OVERSEAS: For extra information, exact requirements or safety precautions for your overseas trip, contact the consulate of your destination location in Australia. If you’re in a same-sex couple, look up the LGBTI+ rights and marriage laws for your chosen location on the US government travel website.
Visit our handpicked gallery of stunning destination wedding locations in Australia here.
2. Finding a marriage celebrant
With the power of the internet and social media, you can find the perfect celebrant on Instagram, Facebook or Google in a matter of seconds. Alternatively, ask friends, family, other vendors or check at your local registry office for more options. Wanting to get married in a church or chapel? You’ll have to find a religious celebrant or minister to deliver the official ceremony.
OVERSEAS: If you’re getting married overseas your celebrant must have the authority to carry out a legal wedding in that country – you’ll want to triple check this! Overseas countries may also have a range of other conditions for celebrants delivering legal wedding ceremonies in order for them to be considered valid back in Australia.
If you want to skip all the fuss, consider having a symbolic ceremony overseas and a quick, official one back home (even just to sign the paperwork!).

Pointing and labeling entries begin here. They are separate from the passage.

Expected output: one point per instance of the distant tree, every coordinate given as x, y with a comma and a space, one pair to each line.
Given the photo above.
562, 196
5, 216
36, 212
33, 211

3. Submitting a Notice of Intended Marriage
Now here’s where the preparation kicks in. Sure, you can have an easy, breezy elopement ceremony on a New Zealand mountaintop, but no matter where your wedding is, you’ll need to submit a Notice of Intended Marriage to your celebrant no less that one month and no more than 18 months before the big day.
You will also need to provide your celebrant with evidence of identity, date and place of birth and termination of any prior marriages in advance. So, get your papers sorted!
For a marriage to be valid in Australia you’ll need two witnesses (as well as your celebrant) to be present at the ceremony and signing of marriage certificates. If you’re after a super-intimate ceremony, consider skipping the tiny guest list and using photographers or videographers as your witnesses.
5. Sign the marriage certificate
You, your new spouse and the witnesses will need to sign three marriage certificates on the day as proof of marriage and validity back in Australia. Some overseas certificates require all parties to be in the country for a specific amount of time or undertake religious ceremonies while overseas. Double check all of the finer details via the destination’s consulate and through our wedding guides tailored to each country.
Thinking about eloping but not sure where? You can search this gorgeous directory of wedding locations in Australia and the world by location!
6. File the marriage certificate
If you elope in Australia, your celebrant must file the marriage certificate within 14 days of the ceremony. No slacking off!
OVERSEAS: If you get married overseas, hold onto your marriage certificate as it is the only proof of marriage you’ll have when you arrive back in Australia. You will also need the original copy of this to change your name and other identification purposes. Your overseas elopement will be legal when you arrive back home if it was recognised as valid in the country that you said ‘I do’ in and if it is recognised as legal and valid in Australia.
See all the official conditions for legal marriage in Australia via government websites.
The Backup Plan
If all else fails, remember that you can have the best of both worlds. In the end it’s your day and you can always have the magical beach ceremony you’ve always dreamt of and make it legal back home either before or after the big day.